Children of Hindu, Muslim immigrants drawn to hard rock

Taqwacore (film)Image via Wikipedia

By Russell Contreras
Saturday, January 9, 2010; B02

Artwork from the Punjab state of India decorates the Ray family home. A Johann Sebastian Bach statue sits on a piano. But in the basement -- cluttered with wires, old concert fliers and drawings -- Arjun Ray, 25, is fighting distortion from his electric guitar.

For this son of Indian immigrants, trained in classical violin and raised on traditional Punjab music, getting his three Pakistani American bandmates in sync is the goal on this cold New England evening.
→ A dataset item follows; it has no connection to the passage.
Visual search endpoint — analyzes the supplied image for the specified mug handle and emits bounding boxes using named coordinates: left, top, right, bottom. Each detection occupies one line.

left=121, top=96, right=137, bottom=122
Their band, the Kominas, is trying to record a punk rock version of the classic Bollywood song, "Choli Ke Peeche" ("Behind the Blouse").

"Yeah," said Shahjehan Khan, 26, one of the band's guitarists, "there are a lot of contradictions going on here."

Deep in the woods of this colonial town boils a kind of revolutionary movement. From the basement of this middle-class home tucked in the woods west of Boston, the Kominas have helped launched a small but growing South Asian and Middle Eastern punk rock movement that is attracting children of Muslim and Hindu immigrants. It also is drawing scorn from some traditional Muslims who say their political, hard-edged music is "haraam," or forbidden. The movement, an anti-establishment subculture born of religiously conservative communities, is the subject of two new films and is a hot topic on social-networking sites.

The artists say they are trying to reconcile issues such as life in America, women's rights and homosexuality with Islam and old East vs. West cultural clashes.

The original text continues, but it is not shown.